Best Mets Seasons at Each Position

Two of the best Mets blogs, MetsBlog and Hotfoot, have recently been making all-time Mets lists.  Great idea for hot stove!  Much better than making lists of still-available free-agent pitchers with losing records and E.R.A.s above 4.50!  Here’s my list for the best Mets seasons ever at each position.  What do you think?  Am I shortchanging anyone?

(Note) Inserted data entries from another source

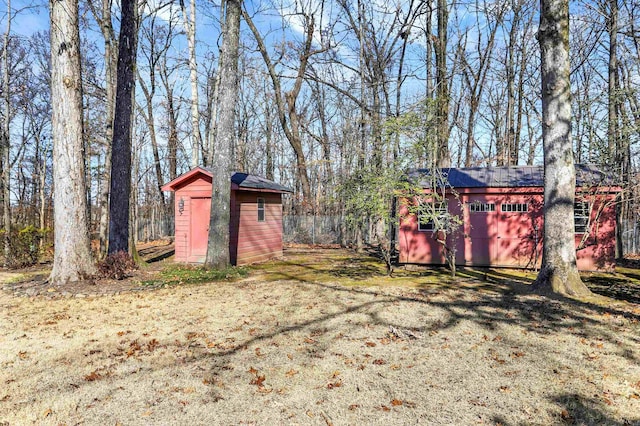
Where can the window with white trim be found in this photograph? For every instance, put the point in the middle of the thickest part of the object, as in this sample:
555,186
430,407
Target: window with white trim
580,217
428,214
260,209
515,207
478,207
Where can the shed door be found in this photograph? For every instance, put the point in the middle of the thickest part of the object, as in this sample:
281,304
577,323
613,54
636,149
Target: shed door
200,217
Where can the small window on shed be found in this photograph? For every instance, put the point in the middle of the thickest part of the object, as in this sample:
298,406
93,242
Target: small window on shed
580,217
428,214
260,209
515,207
478,207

Best Mets Seasons Ever at Each Position:

1B –Olerud, 1998
2B – Alfonzo, 2000
SS -  Reyes, 2006
3B – Wright, 2006
LF – Jones, 1969
CF – Beltran, 2006
RF – Strawberry, 1987
C – Piazza, 2000
RHP – Gooden, 1985
LHP – Koosman, 1976
RH reliever – Lockwood, 1976
LH reliever – Orosco, 1983

6 Responses to “Best Mets Seasons at Each Position”

  1. Vicki Says:

    I’m not up on the statistics, but I’m sure you researched it thoroughly and it seems logical to me. I am surprised Seaver wasn’t in there, but I guess Gooden had the better ERA.

  2. Dana Says:

    Vicki,

    Seaver was undoubtedly the best Mets pitcher ever, but he never had an individual season as good as Gooden’s season in 1985.

  3. subie Says:

    It’s interesting to see how many on your list are from 2006. Bodes well for this season I hope. I was surprised at the relievers. I would have thought McGraw, McDowell, Franco or one of last year’s group would have made it. But I don’t know the stats either. I’m not sure I even remember Lockwood.

  4. JD Says:

    Its hard to evaluate this without knowing what metrics you are using. Offensive or defensive stats? How are you evaluating pitchers? Modern baseball theory seems to posit that WHIP is more illuminating than ERA (and, as per this Sunday’s NY TIMES “ERA plus” is also more robust than ERA alone) and W-L is pretty useless. Are you using the Bill James “Wins Shares” algorithim which I still haven’t figured out? Do you worship at the altar of OBP over BA or SLG, or do you believe that OPS with RISP is the key metric in evaluating clutch hitting (and thus proving that Tejada is a God.)

    Its an interesting list but absent knowing the methodology its very hard to comment or critique or even discuss.

  5. Administrator Says:

    JD, I did the list off the top of my head and then checked the stats to see if I wanted to stick with my original hunches or change them (I was actually going to go with one of McGraw’s season until I looked again with what Orosco did in ‘83 and I’m still not really sure that Wright in 2006 deserves to be there instead of Hojo in either 87, 89, or 91. I’ll stand by Cleon in 1969 because I think people have forgotten what it meant to hit .340 in 1969, but statistically you should probably give left field to Bernard Gilkey’s 1996 season). I was inspired by similarly subjective lists that Hotfoot and Metsblog had just thrown off about the best Mets at each position, as a self-conscious effort to relieve severe offseason boredom. Their lists provoked questions similar to the ones you’ve asked though the best Mets at each position is even more complex because sometimes you have to compare people who spent a year or two at a position with people who spent six or seven seasons there.

    I am a great admirer of Bill James but as even he has acknowledged, the math, even the new and improved math, won’t tell us everything. And the question of how many runs get produced or prevented does not necessarily tell you who can be given the most credit for his offensive production (I still think that a single is a greater accomplishment than a walk even if they can be close to equal in their importance in a game). And then there’s the problem of the fact that there is no objective way to compare defensive accomplishments. The statistics don’t tell us nearly enough.

    So please understand that this is a casual list for people to think about, as we all wait for real news about our Mets.

  6. JD Says:

    Dana:

    I agree - and other than enjoying Moneyball and skimming James’ abstract, that is about the limits of my SABRE knowledge other than what I pick up in passing. But other than important but unmeasurable things like “leadership” and “guts” there ain’t much else out there to go on in evaluating this stuff. (And even James admits this - he says the 2004 Red Sox won due to “veteran leadership”. Sacrilege to the stathead community! I nearly keeled over.)